Russia's Ambassador to the Organization for Security and Cooperation in Europe says the situation with the mass media in Ukraine is constantly deteriorating
A soundman sits with a bullet proof vest and a helmet in a field efforting to record the sound of shelling in Yugoslavia in 1999 (archive) EPA PHOTO EPA/ANJA NIEDRINGHAUS
A soundman sits with a bullet proof vest and a helmet in a field efforting to record the sound of shelling in Yugoslavia in 1999 (archive)
© EPA PHOTO EPA/ANJA NIEDRINGHAUS

MOSCOW, June 20. /ITAR-TASS/. The Kiev authorities were challenged on Friday to ensure safety for media professionals working in Ukraine's armed conflict zones.

“The situation with the mass media in Ukraine is constantly deteriorating.
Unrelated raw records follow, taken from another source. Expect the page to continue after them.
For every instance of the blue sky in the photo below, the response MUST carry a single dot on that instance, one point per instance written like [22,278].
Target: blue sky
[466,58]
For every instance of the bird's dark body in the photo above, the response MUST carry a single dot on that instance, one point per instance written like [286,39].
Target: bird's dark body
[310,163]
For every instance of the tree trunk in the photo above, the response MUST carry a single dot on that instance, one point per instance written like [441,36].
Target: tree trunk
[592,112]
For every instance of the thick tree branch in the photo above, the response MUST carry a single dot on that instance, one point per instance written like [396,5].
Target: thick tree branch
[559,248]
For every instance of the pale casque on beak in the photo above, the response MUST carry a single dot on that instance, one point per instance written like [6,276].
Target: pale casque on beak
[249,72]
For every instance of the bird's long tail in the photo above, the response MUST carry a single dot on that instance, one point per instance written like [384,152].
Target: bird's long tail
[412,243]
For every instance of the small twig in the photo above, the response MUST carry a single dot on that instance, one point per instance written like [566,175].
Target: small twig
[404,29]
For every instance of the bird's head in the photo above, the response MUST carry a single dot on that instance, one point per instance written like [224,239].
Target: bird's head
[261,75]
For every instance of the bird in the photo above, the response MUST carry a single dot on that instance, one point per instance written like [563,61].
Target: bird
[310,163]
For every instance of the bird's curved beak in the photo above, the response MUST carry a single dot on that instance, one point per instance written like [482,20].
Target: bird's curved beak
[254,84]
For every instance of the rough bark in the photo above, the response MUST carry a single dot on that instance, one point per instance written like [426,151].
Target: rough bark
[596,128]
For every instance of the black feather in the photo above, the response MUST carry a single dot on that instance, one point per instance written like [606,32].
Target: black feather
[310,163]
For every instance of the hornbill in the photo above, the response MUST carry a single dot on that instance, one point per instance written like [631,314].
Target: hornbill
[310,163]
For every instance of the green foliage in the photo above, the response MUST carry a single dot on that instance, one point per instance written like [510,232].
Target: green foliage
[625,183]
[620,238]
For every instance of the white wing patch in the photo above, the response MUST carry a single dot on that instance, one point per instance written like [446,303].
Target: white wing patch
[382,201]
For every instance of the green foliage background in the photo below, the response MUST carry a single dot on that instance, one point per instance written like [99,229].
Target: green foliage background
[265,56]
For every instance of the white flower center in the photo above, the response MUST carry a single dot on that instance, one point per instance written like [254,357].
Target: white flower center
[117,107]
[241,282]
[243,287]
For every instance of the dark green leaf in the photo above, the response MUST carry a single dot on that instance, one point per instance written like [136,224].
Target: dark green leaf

We again have to face the fact that Russian journalists, that truthfully report on Ukrainian events, are being hunted,” warned Andrei Kelin, Russia's Ambassador to the Organization for Security and Cooperation in Europe (OSCE), quoted on Russia's Foreign Ministry website.

“If Russian journalists had been detained and tortured before, now they are just killed,” he was quoted as saying, citing the deaths of public broadcaster VGTRK correspondents Igor Kornelyuk and Anton Voloshin near Ukraine’s eastern city of Luhansk on June 17.

“We join OSCE Representative on Freedom of the Media Dunja Mijatovic in calling on Kiev’s authorities to protect media representatives working in Ukrainian conflict zones and to bring those responsible for the tragedy to trial,” he said.

Mijatovic said earlier this week that “the media freedom environment” was deteriorating in Ukraine. “I am also worried about the harassment of journalists in the country, which has a negative effect on media professionals who strive to inform the public. I continue to call on all parties to let journalists do their job in a free and safe manner,” she said in a statement then.

Diplomat Kelin noted that the Russian media were also attacked by the Ukrainian National Council for Television and Radio Broadcasting, which had ordered all cable operators to stop transmitting a number of Russian channels, including TVCI (TV Center International), Life News, Russia Today and REN-TV.

“We should stop the illegal practice of abducting journalists and ensure their right to cover events freely and objectively,” Kelin said. “We hope that recent assurances (Ukrainian President) Petro Poroshenko has given, also while talking to the Russian President Vladimir Putin, will be put into action.”

Poroshenko, speaking by telephone with President Putin on Tuesday, offered condolences over the journalists' deaths, pledging a thorough investigation and measures to ensure journalists' security.